CEDAR RAPIDS, Iowa - City Hall here has not been shy about seeking brownfield grants to help the city clean up former industrial sites.

Christine Butterfield, the director of the city’s Community Development Department, says the city of Cedar Rapids launched a brownfields program in the late 1990s to help spur reinvestment in and around former industrial properties in the Oak Hill Jackson Neighborhood near the downtown.

Butterfield said the program has accessed a total of $6,103,995 in grant funds, which have been used to plan, acquire, assess and clean up brownfields.

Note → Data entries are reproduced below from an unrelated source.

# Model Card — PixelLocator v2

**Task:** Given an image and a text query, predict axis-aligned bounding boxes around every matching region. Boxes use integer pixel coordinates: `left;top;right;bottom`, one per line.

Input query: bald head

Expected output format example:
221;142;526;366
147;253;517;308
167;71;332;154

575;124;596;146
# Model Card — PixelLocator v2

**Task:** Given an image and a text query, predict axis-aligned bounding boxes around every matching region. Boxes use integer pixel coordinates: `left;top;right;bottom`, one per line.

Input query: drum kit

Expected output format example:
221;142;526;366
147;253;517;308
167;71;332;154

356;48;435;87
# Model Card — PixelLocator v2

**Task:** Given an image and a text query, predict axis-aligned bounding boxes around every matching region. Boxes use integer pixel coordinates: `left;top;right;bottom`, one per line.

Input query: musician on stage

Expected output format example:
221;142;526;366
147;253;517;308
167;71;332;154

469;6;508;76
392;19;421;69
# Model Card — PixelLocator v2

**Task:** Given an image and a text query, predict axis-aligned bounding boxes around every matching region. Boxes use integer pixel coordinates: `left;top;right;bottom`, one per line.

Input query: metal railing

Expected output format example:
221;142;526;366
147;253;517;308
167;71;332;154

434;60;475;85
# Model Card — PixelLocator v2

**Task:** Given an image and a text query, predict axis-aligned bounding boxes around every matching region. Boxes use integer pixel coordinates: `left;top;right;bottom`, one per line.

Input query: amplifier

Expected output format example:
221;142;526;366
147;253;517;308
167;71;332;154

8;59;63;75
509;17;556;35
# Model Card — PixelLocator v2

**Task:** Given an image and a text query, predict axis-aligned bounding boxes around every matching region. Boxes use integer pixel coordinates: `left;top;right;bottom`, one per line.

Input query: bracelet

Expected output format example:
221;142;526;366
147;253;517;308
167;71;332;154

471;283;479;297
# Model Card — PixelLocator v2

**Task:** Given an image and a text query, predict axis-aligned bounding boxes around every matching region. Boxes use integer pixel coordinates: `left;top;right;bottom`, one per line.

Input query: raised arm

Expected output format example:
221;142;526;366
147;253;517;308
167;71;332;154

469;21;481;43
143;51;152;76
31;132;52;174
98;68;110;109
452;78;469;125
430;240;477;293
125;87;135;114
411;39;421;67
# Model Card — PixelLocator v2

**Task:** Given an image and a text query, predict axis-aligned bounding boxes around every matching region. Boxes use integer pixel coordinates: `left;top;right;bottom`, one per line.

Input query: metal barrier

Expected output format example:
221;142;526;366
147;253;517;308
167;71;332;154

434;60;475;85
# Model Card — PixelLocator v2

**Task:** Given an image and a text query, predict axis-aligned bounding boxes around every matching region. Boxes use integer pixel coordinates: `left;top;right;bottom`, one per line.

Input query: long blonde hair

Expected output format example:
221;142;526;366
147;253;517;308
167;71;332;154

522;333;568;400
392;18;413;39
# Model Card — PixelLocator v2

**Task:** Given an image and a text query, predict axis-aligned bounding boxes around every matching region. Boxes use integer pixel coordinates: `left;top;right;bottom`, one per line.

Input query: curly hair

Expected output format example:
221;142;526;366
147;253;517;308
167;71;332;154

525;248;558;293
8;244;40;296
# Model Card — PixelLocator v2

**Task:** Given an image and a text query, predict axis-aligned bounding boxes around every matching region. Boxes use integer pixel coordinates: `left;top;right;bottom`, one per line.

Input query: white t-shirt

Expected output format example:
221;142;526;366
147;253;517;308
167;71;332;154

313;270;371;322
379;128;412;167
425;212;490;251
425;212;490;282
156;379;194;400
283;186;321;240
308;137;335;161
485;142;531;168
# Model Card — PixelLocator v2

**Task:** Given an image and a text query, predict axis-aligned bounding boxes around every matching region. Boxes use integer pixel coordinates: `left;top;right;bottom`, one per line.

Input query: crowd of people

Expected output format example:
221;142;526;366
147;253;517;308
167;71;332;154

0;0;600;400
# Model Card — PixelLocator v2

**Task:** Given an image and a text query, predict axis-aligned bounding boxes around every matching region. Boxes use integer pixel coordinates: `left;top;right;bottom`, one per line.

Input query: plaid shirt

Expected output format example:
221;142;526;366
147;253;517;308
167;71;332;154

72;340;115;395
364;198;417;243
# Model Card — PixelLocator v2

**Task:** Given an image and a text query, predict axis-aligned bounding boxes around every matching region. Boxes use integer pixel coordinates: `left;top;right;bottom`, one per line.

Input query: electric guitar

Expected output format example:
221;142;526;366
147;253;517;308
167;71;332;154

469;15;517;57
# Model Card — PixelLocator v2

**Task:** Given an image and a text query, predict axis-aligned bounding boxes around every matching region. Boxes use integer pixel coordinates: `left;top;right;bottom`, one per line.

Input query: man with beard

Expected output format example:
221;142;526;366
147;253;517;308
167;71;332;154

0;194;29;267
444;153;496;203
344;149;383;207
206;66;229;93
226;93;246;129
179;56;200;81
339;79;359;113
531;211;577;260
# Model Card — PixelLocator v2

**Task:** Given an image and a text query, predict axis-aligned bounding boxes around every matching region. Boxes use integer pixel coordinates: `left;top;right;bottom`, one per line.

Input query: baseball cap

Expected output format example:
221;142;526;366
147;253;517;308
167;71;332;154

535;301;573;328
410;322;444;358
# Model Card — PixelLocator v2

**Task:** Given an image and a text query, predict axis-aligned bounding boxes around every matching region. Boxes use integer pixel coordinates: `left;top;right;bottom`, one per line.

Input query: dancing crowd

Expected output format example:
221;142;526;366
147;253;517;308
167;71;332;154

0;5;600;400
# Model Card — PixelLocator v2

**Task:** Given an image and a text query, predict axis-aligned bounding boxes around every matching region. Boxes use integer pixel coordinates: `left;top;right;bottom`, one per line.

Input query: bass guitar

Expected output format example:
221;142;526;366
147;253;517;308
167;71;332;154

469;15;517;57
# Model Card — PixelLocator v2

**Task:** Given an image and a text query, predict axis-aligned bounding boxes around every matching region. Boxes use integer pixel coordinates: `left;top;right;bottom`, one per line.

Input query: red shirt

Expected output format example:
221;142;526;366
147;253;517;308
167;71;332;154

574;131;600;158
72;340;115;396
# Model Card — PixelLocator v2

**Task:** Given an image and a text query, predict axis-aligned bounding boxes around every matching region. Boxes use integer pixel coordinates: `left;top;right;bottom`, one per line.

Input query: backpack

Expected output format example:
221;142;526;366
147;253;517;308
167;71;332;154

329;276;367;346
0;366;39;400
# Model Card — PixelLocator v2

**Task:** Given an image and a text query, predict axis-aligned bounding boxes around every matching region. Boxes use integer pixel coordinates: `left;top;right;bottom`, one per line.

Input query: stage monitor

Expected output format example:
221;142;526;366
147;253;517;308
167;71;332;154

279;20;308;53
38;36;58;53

The brownfield work has centered on the former Sinclair meatpacking plant, 1600 Third St. SE; the former Iowa Iron Works plant, 400 12th Ave. SE; the former Iowa Steel plant, 415 12th Ave. SE; the former Quality Chef Foods plant, the 1100 block of Third Street SE; and the former RESCAR site, 1800 10th St. SE. Buildings on the sites have been demolished, though one on the former Quality Chef site is being converted into the new home of the New Bo City Market.

From 1999 through 2005, the city received five grants totaling $950,000 from the U.S. Environmental Protection Agency, and it received $2,060,745 in five grants from the U.S. Department of Housing and Urban Development from 1999 through 2009. In addition, the Iowa Department of Economic Development provided the city with a $1,068,250 brownfield grant in 2000 and the city also has received a $25,000 grant from the Iowa Department of Natural Resources as well as a $2 million grant from the Hall-Perrine Foundation of Cedar Rapids for use on the Sinclair site.

Butterfield’s department noted, too, that the city has obtained $500,000 to assess and clean up more than 100 commercial properties that are part of the city’s $168 million flood-recovery buyout program.